1. It helps to build trust
In today’s world, we are increasingly aware of our right to privacy and the right to the protection of our personal data.
Mismanagement of personal data can quickly damage an organisation’s reputation and quickly undermines the trust an individual may have. An organisation that demonstrates excellent compliance with the Data Protection Act is more likely to retain users or customers.
2. Data Protection as a brand
An organisation known for its services, as well as its diligent approach to data protection s more likely to retain customers.
3. It prevents fraud and cybercrimes.
Implementing strong data-protection measures not only protects an individual’s or a customer’s personal data, but also an organisation’s data. Thereby it will avoid considerable problems that may damage the reputation or an organisation’s confidential information.
The increase in the reported cases of serious cyber breaches at some of our financial institutions cannot go unnoticed. We have been granted access to a direct view of the debilitating psychological and economical effects of cyber-attacks; and each report erodes confidence in our financial institutions.
4. It saves money
Dealing with the aftermath of a breach of personal data, such as a cyber-attack is costly, as a business owner you will be mandated to pay fines and damages to victims. To reduce the risk of being faced with this predicament, strict adherence to the Data Protection Act is key.
OBLIGATIONS
Register the organisation or business, with the Information Commissioner. A data controller that process personal data without Registration commits an offence and if convicted will be made to pay a fine of up to two million dollars or faces imprisonment for six months.
• Nominate a Data Protection Officer, whose main function includes ensuring that the data controller processes personal data in compliance with the data protection standards. The legislation establishes eight standards outlined in Section 22 to Section 31.

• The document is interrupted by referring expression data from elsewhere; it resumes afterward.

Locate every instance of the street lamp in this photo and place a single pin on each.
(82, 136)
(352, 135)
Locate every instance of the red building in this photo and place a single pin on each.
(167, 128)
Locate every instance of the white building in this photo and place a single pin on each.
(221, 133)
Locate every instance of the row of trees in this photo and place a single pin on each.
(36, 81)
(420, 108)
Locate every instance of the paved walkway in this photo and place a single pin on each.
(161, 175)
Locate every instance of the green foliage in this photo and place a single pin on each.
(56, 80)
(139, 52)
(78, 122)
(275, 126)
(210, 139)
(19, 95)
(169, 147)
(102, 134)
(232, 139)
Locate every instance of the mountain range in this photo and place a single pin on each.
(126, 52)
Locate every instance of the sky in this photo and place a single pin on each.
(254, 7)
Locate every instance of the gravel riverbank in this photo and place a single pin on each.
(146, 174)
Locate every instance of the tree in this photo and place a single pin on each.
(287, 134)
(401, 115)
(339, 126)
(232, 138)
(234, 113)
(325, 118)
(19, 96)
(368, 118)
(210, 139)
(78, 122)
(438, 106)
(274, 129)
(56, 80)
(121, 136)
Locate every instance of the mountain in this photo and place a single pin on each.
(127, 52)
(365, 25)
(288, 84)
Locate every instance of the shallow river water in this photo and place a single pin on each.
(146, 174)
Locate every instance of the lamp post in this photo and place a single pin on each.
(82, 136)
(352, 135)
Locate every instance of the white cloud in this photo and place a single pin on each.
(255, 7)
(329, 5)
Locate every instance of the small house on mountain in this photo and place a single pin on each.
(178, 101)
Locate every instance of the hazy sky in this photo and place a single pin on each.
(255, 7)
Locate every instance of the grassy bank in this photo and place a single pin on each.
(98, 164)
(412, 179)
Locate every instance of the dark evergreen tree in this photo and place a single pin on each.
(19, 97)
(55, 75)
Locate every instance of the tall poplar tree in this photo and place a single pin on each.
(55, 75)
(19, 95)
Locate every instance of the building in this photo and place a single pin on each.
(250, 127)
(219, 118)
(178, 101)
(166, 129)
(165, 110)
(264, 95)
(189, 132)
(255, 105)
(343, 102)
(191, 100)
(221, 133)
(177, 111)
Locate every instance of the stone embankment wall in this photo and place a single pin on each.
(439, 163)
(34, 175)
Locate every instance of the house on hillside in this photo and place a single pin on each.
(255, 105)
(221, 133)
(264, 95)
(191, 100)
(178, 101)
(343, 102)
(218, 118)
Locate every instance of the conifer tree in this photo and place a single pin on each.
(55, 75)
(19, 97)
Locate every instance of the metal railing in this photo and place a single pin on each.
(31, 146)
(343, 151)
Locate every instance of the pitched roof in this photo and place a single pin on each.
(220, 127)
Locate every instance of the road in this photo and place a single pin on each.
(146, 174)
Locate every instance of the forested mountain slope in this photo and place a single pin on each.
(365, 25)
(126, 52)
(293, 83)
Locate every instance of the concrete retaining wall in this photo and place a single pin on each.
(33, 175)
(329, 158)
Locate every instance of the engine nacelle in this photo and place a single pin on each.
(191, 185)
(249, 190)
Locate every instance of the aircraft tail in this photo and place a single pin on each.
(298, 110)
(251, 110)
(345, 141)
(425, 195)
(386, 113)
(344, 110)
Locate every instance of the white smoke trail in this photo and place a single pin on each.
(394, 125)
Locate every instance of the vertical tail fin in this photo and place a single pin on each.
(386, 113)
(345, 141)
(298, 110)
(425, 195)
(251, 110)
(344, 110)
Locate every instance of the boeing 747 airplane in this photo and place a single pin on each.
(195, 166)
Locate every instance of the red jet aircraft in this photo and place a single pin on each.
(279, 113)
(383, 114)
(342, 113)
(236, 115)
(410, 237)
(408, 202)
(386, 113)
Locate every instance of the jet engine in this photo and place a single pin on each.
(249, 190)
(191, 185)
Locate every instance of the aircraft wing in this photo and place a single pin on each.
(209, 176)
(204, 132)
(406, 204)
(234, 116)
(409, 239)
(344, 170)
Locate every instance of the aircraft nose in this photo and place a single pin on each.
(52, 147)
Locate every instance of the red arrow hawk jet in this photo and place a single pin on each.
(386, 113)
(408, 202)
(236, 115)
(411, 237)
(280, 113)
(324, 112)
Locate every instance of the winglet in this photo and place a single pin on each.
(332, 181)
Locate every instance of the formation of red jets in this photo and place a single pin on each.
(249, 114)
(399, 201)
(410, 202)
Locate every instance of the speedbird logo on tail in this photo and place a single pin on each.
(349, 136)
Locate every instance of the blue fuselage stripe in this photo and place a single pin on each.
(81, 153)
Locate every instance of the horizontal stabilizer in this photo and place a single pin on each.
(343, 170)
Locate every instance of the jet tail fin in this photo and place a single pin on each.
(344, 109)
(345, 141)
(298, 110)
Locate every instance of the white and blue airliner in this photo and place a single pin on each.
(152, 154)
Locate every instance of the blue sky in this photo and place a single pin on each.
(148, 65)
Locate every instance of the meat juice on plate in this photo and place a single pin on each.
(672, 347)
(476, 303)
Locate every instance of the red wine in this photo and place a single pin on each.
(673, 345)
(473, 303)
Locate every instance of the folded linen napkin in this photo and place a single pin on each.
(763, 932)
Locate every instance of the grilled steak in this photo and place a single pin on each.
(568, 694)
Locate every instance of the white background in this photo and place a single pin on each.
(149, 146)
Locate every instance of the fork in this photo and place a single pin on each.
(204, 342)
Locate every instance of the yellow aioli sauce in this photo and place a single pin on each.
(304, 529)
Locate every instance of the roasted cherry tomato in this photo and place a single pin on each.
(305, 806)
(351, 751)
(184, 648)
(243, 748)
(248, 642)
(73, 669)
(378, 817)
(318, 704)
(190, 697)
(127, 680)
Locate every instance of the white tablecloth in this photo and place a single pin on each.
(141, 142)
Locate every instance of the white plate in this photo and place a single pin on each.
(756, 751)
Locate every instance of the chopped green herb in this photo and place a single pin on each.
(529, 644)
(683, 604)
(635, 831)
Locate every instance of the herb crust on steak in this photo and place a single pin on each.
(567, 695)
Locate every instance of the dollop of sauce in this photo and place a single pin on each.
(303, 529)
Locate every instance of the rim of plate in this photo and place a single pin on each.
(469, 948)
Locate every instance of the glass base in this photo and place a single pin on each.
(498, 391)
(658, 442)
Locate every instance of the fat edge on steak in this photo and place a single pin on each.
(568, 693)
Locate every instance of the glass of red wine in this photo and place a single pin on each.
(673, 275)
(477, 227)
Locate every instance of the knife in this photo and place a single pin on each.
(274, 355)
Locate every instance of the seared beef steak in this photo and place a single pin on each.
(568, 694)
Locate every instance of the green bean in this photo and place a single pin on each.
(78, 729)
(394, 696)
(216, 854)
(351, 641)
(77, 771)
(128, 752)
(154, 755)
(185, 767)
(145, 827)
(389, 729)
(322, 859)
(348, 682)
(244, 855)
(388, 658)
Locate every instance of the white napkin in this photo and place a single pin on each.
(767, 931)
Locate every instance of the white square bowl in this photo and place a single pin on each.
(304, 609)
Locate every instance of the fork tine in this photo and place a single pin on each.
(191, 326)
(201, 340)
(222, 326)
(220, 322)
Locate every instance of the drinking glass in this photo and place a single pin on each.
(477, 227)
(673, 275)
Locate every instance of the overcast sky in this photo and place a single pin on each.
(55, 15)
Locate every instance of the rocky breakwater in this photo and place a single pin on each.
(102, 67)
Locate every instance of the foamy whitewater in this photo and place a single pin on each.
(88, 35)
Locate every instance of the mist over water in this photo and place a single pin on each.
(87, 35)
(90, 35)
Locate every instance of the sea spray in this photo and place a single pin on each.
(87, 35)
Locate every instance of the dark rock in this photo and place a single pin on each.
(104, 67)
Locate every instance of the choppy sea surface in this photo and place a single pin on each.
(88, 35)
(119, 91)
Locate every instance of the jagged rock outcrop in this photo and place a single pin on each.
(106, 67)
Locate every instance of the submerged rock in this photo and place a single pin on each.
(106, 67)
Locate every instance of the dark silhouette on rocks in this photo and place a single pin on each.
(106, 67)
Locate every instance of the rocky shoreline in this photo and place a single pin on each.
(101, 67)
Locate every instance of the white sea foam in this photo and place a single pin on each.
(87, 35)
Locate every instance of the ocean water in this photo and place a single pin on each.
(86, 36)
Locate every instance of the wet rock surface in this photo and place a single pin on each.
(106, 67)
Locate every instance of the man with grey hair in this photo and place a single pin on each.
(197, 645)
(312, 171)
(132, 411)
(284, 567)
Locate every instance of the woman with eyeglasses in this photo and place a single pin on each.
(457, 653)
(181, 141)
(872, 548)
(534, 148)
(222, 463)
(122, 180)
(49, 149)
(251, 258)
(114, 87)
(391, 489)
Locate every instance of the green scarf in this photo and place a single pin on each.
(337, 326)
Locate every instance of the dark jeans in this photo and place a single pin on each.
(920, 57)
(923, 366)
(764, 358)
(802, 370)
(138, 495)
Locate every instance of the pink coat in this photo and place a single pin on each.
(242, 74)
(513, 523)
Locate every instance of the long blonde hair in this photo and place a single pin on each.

• The Particulars of the Data Protection Officer must be given to the Information Commissioner.
• Annually submit a Data Privacy Impact Assessment for all personal data in the custody or control of the data controller
• Implement a Data Breach Policy. As a Data Controller, any security breach that affects or may affect personal data must be reported to the Commissioner within 72 hours of becoming aware of the data breach
FAILURE TO COMPLY
A Data Controller has a duty to comply with the Data Protection Standards and to report breaches to the Commissioner within 72 hours after becoming aware, a failure to do this amount to an offence, and if convicted before a parish court, the data controller may have to pay a fine of up to $2 million or spend a maximum of two years in prison.
The punishment before the Circuit Court is even more severe, as the maximum term of imprisonment is seven years and the Circuit judge is empowered to administer any fine that he or she deems fit.
Be on the right side of the law. Data Protection matters; data that falls in the wrong hands harms people businesses and organisations.